C – Taken as a sign they don’t want my custom.
D – There’s music in here? I never noticed. Hey, look! Buxton’s new Imperial Berliner-Saison!
Q8. What do you think of BrewDog?
A – Oh, the guys from the telly? Their beers are Ok, I guess. Strong though!
B – You can’t deny they’ve done a huge amount for British beer
C – I totally deny they’ve done anything for British beer
D – AB:04 or fuck off.
Q9. Cask or keg?
A – It’s your round? Awesome! Kronenburg, thanks
B – Well, that depends on the beer, of course! Both has its place.
C – Cask. I don’t drink out of dustbins, sealed or otherwise.
D – Impossible to answer.

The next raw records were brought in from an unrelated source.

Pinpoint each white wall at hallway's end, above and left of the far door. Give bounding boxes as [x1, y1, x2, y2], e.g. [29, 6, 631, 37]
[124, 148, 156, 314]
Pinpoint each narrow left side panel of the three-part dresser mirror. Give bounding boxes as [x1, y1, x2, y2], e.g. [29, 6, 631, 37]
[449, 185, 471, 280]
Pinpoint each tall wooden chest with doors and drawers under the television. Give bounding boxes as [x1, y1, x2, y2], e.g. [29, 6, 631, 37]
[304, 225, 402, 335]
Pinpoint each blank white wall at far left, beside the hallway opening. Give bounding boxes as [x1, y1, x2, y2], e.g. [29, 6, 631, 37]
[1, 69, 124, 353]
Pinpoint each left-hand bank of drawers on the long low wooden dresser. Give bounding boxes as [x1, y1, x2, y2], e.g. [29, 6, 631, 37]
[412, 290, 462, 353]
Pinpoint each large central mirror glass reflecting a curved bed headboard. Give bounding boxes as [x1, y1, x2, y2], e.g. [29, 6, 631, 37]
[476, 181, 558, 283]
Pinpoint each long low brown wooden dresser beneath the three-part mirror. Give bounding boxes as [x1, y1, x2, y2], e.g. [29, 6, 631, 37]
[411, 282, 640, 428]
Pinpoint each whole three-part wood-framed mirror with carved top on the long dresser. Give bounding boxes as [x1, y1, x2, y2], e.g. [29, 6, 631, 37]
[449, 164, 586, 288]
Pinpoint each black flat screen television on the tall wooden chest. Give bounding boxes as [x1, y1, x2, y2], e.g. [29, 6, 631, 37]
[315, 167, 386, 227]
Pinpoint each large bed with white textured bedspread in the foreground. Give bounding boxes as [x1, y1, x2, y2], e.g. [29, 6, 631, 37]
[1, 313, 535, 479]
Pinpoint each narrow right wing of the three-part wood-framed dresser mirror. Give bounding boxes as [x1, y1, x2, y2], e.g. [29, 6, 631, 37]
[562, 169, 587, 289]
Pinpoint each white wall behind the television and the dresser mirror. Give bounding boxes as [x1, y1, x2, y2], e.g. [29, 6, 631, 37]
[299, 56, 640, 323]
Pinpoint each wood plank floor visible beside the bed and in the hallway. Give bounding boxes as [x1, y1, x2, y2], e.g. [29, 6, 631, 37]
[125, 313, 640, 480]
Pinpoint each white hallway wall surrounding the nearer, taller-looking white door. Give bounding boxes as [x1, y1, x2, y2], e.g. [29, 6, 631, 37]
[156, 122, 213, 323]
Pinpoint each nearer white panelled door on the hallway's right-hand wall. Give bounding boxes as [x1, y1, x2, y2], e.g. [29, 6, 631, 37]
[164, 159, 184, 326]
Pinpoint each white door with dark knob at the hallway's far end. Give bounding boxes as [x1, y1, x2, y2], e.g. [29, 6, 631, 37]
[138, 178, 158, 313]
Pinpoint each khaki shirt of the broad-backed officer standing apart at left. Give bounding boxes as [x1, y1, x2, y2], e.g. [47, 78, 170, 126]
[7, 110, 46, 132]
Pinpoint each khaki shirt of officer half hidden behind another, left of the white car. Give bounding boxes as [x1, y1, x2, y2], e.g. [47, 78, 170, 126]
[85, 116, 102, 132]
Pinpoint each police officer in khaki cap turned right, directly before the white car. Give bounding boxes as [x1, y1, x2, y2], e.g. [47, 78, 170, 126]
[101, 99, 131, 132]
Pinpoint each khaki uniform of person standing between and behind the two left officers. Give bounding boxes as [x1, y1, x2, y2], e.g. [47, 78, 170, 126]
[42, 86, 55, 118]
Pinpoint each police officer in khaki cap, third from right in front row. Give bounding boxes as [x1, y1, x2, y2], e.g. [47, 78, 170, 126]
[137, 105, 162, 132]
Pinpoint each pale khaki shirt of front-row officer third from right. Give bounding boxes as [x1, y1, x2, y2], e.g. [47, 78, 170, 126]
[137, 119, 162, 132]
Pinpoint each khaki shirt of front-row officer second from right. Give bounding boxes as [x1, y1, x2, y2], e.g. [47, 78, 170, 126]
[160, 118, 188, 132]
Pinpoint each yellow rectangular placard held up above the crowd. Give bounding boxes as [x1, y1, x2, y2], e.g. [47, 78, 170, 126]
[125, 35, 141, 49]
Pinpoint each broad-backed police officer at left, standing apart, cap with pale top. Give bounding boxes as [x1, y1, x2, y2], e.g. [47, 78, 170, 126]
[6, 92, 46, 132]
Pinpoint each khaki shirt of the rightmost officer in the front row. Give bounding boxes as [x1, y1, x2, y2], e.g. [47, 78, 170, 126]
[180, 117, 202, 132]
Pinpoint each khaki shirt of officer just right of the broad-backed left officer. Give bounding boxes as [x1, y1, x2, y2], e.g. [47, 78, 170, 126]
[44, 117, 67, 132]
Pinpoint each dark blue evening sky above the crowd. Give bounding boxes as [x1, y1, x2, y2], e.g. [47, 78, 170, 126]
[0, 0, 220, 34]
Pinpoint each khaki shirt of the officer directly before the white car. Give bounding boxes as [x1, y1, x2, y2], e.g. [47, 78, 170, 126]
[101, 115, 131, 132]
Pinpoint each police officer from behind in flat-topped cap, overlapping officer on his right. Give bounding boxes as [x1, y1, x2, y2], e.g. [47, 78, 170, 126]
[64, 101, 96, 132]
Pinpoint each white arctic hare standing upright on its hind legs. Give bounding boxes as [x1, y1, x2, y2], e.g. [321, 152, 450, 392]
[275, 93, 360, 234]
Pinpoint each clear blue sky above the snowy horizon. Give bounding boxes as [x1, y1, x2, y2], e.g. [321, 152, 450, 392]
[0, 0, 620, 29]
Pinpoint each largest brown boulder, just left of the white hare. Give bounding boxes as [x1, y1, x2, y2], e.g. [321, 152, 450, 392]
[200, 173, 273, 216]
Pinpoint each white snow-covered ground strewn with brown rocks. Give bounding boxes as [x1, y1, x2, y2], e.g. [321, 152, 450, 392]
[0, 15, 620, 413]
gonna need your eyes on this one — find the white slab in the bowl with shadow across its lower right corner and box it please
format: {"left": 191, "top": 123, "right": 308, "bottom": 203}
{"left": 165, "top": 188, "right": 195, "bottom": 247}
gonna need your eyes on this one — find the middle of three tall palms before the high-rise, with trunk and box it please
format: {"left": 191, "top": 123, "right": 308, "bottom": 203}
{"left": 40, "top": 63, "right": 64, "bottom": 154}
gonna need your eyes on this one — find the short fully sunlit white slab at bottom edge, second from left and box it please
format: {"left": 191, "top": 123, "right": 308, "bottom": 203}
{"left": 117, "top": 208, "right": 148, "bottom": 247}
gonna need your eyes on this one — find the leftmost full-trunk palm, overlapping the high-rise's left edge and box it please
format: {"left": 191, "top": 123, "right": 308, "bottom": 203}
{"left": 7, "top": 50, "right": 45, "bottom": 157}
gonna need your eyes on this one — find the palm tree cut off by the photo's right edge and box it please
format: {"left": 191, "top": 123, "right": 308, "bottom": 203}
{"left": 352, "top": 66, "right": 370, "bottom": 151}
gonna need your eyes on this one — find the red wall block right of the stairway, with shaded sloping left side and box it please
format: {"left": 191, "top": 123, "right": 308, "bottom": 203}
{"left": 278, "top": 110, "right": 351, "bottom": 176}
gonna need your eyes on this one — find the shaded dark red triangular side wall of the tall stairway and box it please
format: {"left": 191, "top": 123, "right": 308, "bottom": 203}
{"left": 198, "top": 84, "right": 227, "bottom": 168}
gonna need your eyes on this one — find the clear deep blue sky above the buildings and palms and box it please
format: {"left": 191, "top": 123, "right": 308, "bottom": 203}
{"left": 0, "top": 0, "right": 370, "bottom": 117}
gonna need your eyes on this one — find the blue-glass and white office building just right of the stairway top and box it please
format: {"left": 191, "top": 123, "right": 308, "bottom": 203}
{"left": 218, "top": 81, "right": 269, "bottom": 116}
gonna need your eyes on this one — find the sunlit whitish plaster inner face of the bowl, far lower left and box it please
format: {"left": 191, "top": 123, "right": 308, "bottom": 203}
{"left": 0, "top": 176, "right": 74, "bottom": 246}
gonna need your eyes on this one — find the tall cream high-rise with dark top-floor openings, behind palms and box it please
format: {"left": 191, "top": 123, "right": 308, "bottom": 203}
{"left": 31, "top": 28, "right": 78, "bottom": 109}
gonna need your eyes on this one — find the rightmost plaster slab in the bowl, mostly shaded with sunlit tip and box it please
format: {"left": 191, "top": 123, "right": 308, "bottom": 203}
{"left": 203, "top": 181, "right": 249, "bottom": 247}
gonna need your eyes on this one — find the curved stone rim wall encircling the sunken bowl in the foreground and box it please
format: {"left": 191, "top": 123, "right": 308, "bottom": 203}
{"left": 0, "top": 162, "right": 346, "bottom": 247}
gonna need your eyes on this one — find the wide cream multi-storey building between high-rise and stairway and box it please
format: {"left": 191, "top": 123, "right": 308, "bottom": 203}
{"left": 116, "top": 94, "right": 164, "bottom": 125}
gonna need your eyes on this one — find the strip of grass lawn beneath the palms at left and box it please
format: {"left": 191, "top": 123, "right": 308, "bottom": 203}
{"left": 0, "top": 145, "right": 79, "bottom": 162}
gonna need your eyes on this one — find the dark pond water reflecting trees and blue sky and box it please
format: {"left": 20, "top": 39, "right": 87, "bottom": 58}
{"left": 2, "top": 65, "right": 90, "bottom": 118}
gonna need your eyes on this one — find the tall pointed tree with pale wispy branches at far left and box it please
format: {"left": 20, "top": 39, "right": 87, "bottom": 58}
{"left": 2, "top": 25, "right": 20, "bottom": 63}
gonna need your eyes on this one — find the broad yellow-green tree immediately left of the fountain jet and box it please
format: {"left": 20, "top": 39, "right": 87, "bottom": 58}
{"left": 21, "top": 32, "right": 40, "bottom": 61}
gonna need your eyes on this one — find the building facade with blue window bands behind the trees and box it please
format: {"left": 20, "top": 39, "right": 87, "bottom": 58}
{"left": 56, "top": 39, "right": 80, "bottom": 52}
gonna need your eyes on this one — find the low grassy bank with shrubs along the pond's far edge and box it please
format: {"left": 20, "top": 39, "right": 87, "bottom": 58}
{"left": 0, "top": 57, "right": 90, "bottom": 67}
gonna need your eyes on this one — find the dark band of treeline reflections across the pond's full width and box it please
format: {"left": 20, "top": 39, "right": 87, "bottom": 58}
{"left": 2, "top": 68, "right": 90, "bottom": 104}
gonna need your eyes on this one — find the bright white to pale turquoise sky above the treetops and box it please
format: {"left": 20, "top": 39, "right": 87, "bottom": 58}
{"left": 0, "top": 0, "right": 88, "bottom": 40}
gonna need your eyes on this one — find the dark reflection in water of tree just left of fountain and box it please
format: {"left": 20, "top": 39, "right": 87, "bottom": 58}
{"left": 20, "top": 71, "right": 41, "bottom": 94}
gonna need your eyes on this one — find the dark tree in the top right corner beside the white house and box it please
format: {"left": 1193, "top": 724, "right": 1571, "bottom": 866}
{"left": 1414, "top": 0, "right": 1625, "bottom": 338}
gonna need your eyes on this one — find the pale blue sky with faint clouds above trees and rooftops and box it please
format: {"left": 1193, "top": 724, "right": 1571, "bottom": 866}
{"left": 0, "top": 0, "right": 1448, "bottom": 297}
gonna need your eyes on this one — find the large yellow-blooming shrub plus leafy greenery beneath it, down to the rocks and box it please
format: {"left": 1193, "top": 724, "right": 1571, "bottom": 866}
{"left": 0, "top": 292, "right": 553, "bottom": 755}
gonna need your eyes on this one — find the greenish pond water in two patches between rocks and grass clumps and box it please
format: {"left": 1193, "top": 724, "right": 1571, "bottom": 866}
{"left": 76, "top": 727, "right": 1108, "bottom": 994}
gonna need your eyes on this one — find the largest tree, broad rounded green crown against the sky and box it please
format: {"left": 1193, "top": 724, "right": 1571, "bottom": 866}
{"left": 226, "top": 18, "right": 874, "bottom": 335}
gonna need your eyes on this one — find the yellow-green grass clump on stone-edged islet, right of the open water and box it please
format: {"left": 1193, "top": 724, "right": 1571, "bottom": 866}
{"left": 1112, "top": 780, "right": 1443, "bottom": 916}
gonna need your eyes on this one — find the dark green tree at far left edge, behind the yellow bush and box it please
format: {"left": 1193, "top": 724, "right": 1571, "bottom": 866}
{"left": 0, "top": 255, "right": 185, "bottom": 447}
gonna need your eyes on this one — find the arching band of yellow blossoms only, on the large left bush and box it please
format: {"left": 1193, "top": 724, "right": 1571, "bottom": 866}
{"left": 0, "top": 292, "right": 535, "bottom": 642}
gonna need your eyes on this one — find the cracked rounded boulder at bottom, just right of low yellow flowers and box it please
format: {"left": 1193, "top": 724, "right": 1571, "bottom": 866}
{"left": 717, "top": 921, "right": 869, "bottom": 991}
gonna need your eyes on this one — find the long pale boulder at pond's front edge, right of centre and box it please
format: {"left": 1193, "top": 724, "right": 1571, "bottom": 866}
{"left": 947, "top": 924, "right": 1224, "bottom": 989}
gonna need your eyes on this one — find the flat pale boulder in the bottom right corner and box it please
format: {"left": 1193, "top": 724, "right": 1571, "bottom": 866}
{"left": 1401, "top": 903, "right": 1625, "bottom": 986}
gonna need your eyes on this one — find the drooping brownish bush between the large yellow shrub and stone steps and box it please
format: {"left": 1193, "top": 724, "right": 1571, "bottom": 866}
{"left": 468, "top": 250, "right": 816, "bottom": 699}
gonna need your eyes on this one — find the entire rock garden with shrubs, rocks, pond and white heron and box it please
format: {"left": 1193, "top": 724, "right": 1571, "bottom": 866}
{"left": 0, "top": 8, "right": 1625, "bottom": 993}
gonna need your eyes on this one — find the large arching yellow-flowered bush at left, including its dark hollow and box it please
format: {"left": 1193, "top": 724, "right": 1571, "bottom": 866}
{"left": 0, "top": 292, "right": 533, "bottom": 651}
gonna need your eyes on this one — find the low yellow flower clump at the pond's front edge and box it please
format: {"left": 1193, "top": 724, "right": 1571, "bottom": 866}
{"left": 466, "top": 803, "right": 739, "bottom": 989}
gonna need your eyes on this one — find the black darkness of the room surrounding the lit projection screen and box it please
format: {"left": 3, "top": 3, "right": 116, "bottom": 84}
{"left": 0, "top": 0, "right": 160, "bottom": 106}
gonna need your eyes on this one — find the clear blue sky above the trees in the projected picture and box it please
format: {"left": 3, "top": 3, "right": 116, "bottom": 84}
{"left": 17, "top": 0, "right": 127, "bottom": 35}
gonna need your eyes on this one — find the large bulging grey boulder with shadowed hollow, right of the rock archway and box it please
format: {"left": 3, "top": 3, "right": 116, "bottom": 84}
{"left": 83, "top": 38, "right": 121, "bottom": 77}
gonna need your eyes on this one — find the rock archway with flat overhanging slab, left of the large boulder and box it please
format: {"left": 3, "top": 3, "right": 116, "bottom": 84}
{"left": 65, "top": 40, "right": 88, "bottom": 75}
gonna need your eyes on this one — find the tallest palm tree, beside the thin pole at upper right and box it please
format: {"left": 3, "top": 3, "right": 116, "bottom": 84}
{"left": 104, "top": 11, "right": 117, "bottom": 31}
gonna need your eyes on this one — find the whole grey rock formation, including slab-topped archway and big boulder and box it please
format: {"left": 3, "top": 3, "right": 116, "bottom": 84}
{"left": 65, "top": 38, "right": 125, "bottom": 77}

I consult my Perfect Serve Matrix ™ – it cross-references RateBeer, Cask Marque and Trip Advisor, breaking down every beer in the world by how it deserves to be served, versus how I will receive it, should I order one here.
Q10. What’s your preferred beer glass?
A – Pint! What else is there? Oh, halves. Yeah. Darren was on the halves the other week, on account of his antibiotics.
B – Glassware is important, no question. I’ve got a tasting chalice at home, which looks good in my Instagram uploads.
C – The same one I’ve been using for forty years? Yes, it attaches to my belt; here, here and here.
D – Pint! Ha, no, just joking. It hasn’t been invented it yet.
So, which beer quiz answers did you select?
Mostly A – Congratulations! Drinking for you is a pleasure, a way to relax from the day and reinforce relationships with your friends. It also helps makes all those kebabs more appealing.
Mostly B – Congratulations! You are a sensitive, worthy modern craft beer drinker. Crack open a can and bask in the knowledge our brewers personally have you in mind each time they pull on the Puroforts.
Mostly C – Congratulations! Drinking for you is also a pleasure, just one that nobody else can contribute to or ever hope to understand. After all, if it wasn’t for you, these kids wouldn’t have the money for their £9 thimbles of grapefruity piss, eh?
Mostly D – You know gin is really where it’s at, though, don’t you?